A moins d'y perdre son âme. Mais on peut se demander si elle n'est pas déjà perdue. Où est l'inspiration chrétienne spécifique dans le PDC? Sûrement pas dans les récentes déclarations de son président suisse qui hurle avec la droite qu'il faut "modifier le Code pénal pour mieux expulser les criminels étrangers".  Sûrement pas dans le dernier paquet fiscal de l'Entente genevoise qui priverait le canton d'un milliard de recettes fiscales. Sûrement pas non plus dans le régime actuelle de la propriété foncière qui donne des droits et des avantages excessifs à leur détenteur.

A Genève, le "C" a d'abord signifié catholique. Au XIXe siècle, les catholiques de ce canton, issus en majorité des Communes réunies de Savoie et du Pays de Gex rattachées au canton en 1815 et en 1816, furent des citoyens de seconde zone. Le parti indépendant, devenu indépendant chrétien social à la suite de l'encyclique sociale du pape Léon XIII, puis démocrate-chrétien en 1970 pour s'aligner sur la nouvelle marque nationale et internationale, a permis aux catholiques de ce canton d'accéder à toutes les fonctions de la République.

Mission accomplie depuis quelques lustres. Le PDC aurait donc dû disparaître. Mais l'histoire laisse des traces et le système électoral de la proportionnelle favorise l'émiettement du paysage politique. Le problème du PDC, c'est que les petits paysans, commerçants et ouvriers catholiques qui formaient le gros de l'électorat PDC jusque dans les années 50-60 ont accédé à la classe laïque et agnostique de la petite bourgeoisie, des fonctionnaires et des professions libérales. Or cette classe moyenne voit depuis quelque temps ses avantages s'éroder sous le soleil de la globalisation. Elle s'est donc repliée sur les partis qui lui font croire que demain sera comme aujourd'hui ou comme hier.
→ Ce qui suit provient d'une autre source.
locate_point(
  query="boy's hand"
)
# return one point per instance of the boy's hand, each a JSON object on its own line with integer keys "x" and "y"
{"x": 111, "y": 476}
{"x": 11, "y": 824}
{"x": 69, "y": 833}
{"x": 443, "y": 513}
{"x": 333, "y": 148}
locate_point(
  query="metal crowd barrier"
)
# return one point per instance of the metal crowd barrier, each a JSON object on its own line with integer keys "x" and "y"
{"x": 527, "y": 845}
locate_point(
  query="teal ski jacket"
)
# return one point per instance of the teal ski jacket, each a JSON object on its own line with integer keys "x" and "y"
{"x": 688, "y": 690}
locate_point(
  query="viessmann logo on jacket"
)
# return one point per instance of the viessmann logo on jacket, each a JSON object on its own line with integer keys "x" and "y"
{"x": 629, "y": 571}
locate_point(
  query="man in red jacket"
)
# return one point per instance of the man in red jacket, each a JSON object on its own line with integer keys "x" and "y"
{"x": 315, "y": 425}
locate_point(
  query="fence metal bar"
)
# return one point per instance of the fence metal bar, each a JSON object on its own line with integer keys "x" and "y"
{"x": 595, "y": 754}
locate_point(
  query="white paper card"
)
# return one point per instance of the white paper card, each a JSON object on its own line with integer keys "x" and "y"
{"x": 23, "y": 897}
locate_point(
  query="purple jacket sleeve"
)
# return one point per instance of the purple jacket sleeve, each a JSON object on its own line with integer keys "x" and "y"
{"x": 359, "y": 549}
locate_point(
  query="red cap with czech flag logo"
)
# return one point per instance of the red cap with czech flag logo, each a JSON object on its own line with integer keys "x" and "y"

Vers un parti qui, ironie du sort, porte aussi un "C" dans son étiquette. Un "C" plus troublant encore que le "C" du PDC.  Puisque l'UDC n'a de centriste que le nom. On peut même dire que l'UDC est, sur ce plan, un parti menteur.

Le PDC doit donc affronter son avenir en choisissant soit le "C" centriste du mensonge, soit le "C" chrétien de l'usurpation. Il y aurait bien encore un troisième "C" celui de croyant, que son alliance récente avec le parti évangélique national pourrait suggérer et qui verrait le PDC devenir un parti religieux. Ouvert aux musulmans? 

Deux autres issues restent ouvertes. La première est de se laisser ressourcer par le label chrétien et de forger une nouvelle Entente républicaine avec les Sociaux-démocrates, les Verts et les Radicaux. La seconde et celle de la pente naturelle, quasi entropique, de l’aventure à droite, avec l’UDC, et le sacrifice du «C» qui trompe énormément.

Pour quelle appellation? Celle du Parti populaire européen, ce mariage de raison des démocrates-chrétiens et des radicaux libéraux? Elle aurait l'avantage d'afficher l'Europe en point de mire politique, ce serait le risque à court terme de grossir encore un peu l'escarcelle de l'UDC et l'ouverture d'une nouvelle ambiguïté lexicale. Outre-Sarine, l'UDC s'appelle "SVP", c'est-à-dire Parti populaire suisse.